Hurt joined the Milwaukee Bucks for the 2022 NBA Summer League. In October 2022, he had a brief pre-season stint with the Memphis Grizzlies and the re-joined the Memphis Hustle for the 2022–23 NBA G League season.

After playing for the Grizzlies in the 2023 NBA Summer League, Hurt re-signed with the team on September 30, 2023. He was waived again on October 16 and re-joined the Hustle. On January 29, 2024, Hurt signed a 10-day contract with the Grizzlies. He returned to the Hustle on February 9, signed a second 10-day contract with the Grizzlies on February 26, and then returned to the Hustle again on March 7. He appeared in eight NBA games for the Grizzlies during the 2023–24 season.

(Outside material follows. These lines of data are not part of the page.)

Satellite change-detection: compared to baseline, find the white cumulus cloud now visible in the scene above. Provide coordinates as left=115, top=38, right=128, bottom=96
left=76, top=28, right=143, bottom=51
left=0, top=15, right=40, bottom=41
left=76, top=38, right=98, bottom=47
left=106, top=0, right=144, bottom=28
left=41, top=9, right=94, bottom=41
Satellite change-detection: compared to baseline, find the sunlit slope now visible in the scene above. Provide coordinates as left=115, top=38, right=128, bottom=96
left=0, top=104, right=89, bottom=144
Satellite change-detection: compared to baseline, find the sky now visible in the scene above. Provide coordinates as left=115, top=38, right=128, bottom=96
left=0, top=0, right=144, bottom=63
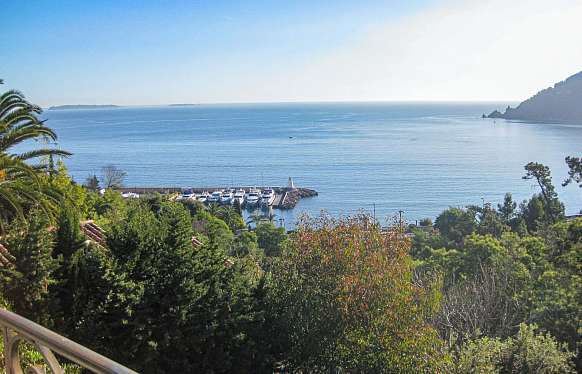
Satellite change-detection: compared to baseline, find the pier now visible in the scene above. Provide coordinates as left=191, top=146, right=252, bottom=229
left=117, top=185, right=318, bottom=209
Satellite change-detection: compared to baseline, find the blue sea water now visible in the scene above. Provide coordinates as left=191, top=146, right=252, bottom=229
left=44, top=103, right=582, bottom=226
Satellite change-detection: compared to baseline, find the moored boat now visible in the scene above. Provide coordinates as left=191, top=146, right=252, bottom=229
left=233, top=189, right=246, bottom=207
left=220, top=190, right=234, bottom=205
left=206, top=191, right=222, bottom=203
left=261, top=188, right=275, bottom=206
left=246, top=188, right=261, bottom=207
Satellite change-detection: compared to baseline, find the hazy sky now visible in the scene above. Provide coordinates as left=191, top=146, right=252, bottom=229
left=0, top=0, right=582, bottom=105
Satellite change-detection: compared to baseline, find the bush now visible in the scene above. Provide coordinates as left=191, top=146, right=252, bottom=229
left=448, top=323, right=575, bottom=374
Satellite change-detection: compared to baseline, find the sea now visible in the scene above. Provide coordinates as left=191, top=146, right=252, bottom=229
left=37, top=102, right=582, bottom=228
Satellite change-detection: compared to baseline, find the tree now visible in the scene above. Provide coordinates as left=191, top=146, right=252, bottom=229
left=562, top=156, right=582, bottom=188
left=0, top=212, right=58, bottom=326
left=255, top=222, right=287, bottom=256
left=97, top=201, right=264, bottom=373
left=497, top=192, right=517, bottom=225
left=84, top=174, right=99, bottom=192
left=0, top=83, right=70, bottom=228
left=446, top=324, right=575, bottom=374
left=267, top=217, right=445, bottom=373
left=101, top=165, right=127, bottom=189
left=477, top=204, right=509, bottom=238
left=434, top=208, right=477, bottom=246
left=523, top=162, right=564, bottom=223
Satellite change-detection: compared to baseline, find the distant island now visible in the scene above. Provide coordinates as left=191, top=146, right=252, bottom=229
left=483, top=71, right=582, bottom=123
left=48, top=105, right=119, bottom=110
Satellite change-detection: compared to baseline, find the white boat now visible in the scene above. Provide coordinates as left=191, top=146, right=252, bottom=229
left=206, top=191, right=222, bottom=203
left=261, top=188, right=275, bottom=206
left=196, top=191, right=208, bottom=203
left=246, top=188, right=261, bottom=207
left=181, top=188, right=196, bottom=200
left=232, top=190, right=246, bottom=207
left=220, top=190, right=233, bottom=205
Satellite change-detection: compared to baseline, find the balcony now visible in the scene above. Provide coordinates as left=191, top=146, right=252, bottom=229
left=0, top=309, right=136, bottom=374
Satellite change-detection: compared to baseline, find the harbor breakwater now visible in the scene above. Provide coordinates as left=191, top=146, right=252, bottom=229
left=118, top=186, right=318, bottom=210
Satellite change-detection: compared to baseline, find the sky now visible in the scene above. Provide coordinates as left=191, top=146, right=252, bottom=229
left=0, top=0, right=582, bottom=106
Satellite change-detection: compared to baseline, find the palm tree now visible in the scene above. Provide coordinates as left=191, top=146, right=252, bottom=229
left=0, top=80, right=70, bottom=232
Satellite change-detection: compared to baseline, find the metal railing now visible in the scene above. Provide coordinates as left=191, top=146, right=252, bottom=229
left=0, top=309, right=137, bottom=374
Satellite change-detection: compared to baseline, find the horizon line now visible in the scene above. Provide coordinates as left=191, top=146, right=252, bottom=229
left=42, top=99, right=521, bottom=110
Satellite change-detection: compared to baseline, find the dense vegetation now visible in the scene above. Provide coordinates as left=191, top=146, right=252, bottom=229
left=0, top=82, right=582, bottom=373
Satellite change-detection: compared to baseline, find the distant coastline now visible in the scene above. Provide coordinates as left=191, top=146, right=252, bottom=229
left=48, top=104, right=119, bottom=110
left=483, top=72, right=582, bottom=124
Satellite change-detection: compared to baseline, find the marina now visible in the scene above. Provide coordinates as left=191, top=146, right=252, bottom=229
left=118, top=178, right=318, bottom=210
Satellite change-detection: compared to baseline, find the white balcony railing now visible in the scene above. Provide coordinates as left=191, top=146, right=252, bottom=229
left=0, top=309, right=136, bottom=374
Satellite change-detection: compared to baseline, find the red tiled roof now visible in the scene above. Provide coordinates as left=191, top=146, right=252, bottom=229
left=81, top=221, right=105, bottom=246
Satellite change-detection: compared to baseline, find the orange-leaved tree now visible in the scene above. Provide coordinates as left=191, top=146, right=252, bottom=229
left=270, top=215, right=448, bottom=373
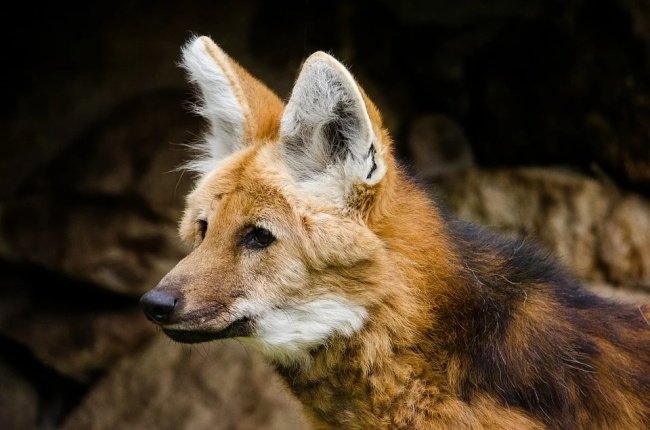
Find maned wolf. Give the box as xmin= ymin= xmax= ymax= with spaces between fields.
xmin=141 ymin=37 xmax=650 ymax=430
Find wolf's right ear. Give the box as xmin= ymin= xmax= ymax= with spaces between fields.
xmin=181 ymin=36 xmax=284 ymax=174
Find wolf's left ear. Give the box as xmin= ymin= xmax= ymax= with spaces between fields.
xmin=280 ymin=52 xmax=386 ymax=197
xmin=181 ymin=36 xmax=284 ymax=173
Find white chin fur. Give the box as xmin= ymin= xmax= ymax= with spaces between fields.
xmin=235 ymin=296 xmax=368 ymax=366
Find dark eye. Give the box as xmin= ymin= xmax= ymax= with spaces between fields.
xmin=196 ymin=219 xmax=208 ymax=240
xmin=243 ymin=227 xmax=275 ymax=250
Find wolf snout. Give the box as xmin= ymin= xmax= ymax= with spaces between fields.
xmin=140 ymin=288 xmax=178 ymax=324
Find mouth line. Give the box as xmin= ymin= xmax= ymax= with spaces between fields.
xmin=162 ymin=318 xmax=253 ymax=343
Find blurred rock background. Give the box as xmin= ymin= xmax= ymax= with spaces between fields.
xmin=0 ymin=0 xmax=650 ymax=429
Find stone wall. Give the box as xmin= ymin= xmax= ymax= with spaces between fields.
xmin=0 ymin=0 xmax=650 ymax=429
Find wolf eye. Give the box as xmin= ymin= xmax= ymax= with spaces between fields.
xmin=196 ymin=219 xmax=208 ymax=240
xmin=243 ymin=227 xmax=275 ymax=250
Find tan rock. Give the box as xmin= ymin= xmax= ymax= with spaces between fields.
xmin=63 ymin=335 xmax=305 ymax=430
xmin=433 ymin=169 xmax=650 ymax=291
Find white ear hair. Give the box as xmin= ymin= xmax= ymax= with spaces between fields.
xmin=280 ymin=52 xmax=386 ymax=202
xmin=181 ymin=36 xmax=248 ymax=174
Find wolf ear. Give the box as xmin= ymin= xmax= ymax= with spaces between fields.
xmin=280 ymin=52 xmax=386 ymax=197
xmin=181 ymin=36 xmax=284 ymax=173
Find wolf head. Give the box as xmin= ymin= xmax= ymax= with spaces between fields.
xmin=141 ymin=37 xmax=394 ymax=364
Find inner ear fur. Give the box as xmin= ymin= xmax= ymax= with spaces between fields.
xmin=181 ymin=36 xmax=284 ymax=173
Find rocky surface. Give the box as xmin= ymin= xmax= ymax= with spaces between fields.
xmin=63 ymin=335 xmax=306 ymax=430
xmin=0 ymin=0 xmax=650 ymax=429
xmin=432 ymin=169 xmax=650 ymax=293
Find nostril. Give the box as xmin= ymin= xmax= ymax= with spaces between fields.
xmin=140 ymin=289 xmax=178 ymax=324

On July 29, 2024, Hurt signed with the South East Melbourne Phoenix of the Australian National Basketball League (NBL) for the 2024–25 season. He was named to the All-NBL First Team.

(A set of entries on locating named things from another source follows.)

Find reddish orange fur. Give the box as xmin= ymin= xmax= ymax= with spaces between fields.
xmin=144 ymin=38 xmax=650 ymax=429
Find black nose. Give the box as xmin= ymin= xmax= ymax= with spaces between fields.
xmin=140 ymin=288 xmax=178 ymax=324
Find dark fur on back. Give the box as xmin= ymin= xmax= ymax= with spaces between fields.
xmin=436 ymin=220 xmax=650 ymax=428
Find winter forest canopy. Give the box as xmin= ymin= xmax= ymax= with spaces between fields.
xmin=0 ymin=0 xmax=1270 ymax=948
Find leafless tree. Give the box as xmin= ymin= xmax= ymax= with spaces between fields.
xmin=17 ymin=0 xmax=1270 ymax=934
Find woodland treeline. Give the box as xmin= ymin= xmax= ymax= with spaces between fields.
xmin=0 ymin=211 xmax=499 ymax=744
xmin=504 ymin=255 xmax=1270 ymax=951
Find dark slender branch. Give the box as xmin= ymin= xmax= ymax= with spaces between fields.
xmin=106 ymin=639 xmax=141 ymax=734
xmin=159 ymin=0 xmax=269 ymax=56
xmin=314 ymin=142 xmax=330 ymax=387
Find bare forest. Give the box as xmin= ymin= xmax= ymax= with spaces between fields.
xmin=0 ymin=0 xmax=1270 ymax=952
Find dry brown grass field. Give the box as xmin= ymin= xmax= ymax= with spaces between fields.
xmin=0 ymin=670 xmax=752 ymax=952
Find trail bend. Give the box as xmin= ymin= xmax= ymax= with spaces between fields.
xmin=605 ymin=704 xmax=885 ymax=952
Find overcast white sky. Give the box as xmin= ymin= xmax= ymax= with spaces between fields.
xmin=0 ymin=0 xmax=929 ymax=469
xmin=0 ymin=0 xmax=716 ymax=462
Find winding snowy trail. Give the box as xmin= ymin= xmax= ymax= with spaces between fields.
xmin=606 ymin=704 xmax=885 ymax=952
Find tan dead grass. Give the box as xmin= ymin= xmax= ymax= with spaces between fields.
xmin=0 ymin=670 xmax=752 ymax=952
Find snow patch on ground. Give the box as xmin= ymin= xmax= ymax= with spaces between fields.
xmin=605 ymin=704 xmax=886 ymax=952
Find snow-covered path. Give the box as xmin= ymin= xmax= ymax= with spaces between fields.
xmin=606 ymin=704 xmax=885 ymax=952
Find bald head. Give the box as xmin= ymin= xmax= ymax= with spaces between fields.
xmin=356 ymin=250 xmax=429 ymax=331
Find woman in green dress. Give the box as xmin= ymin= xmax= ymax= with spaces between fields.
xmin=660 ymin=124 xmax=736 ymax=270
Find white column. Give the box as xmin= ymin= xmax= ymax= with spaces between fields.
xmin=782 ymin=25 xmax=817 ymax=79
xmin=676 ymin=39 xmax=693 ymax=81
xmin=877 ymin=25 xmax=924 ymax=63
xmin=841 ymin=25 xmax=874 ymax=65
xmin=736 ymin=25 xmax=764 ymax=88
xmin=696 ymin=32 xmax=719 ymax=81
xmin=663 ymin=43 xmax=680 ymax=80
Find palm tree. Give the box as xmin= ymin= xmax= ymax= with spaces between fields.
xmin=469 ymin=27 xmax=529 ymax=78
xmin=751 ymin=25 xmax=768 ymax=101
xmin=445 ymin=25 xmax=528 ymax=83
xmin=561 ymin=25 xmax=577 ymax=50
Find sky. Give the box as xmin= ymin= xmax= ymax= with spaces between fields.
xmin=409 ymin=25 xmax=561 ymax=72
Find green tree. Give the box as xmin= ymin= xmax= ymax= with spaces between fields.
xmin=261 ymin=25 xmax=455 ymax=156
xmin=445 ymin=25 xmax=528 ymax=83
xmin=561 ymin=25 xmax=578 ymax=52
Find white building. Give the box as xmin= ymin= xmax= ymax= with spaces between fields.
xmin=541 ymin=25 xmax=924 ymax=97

On July 19, 2025, he signed with Trapani Shark of the Lega Basket Serie A (LBA).

==National team career==
Hurt played for the United States under-18 basketball team at the 2018 FIBA Under-18 Americas Championship. He helped his team win the gold medal.

==Career statistics==

===NBA===

| Year | Team | GP | GS | MPG | FG% | 3P% | FT% | RPG | APG | SPG | BPG | PPG |
|---|---|---|---|---|---|---|---|---|---|---|---|---|
| 2023–24 | Memphis | 8 | 0 | 14.2 | .353 | .250 | 1.000 | 2.0 | .5 | .4 | .4 | 4.0 |
| Career |  | 8 | 0 | 14.2 | .353 | .250 | 1.000 | 2.0 | .5 | .4 | .4 | 4.0 |

===College===

| Year | Team | GP | GS | MPG | FG% | 3P% | FT% | RPG | APG | SPG | BPG | PPG |
|---|---|---|---|---|---|---|---|---|---|---|---|---|
| 2019–20 | Duke | 31 | 22 | 20.5 | .487 | .393 | .741 | 3.8 | .9 | .5 | .7 | 9.7 |
| 2020–21 | Duke | 24 | 23 | 32.7 | .556 | .444 | .724 | 6.1 | 1.4 | .7 | .7 | 18.3 |
| Career |  | 55 | 45 | 25.8 | .526 | .421 | .731 | 4.8 | 1.1 | .6 | .7 | 13.5 |

==Personal life==
Hurt's older brother Michael played college basketball for Minnesota. His younger sister, Katie, is currently a sophomore playing for the Lehigh Mountain Hawks.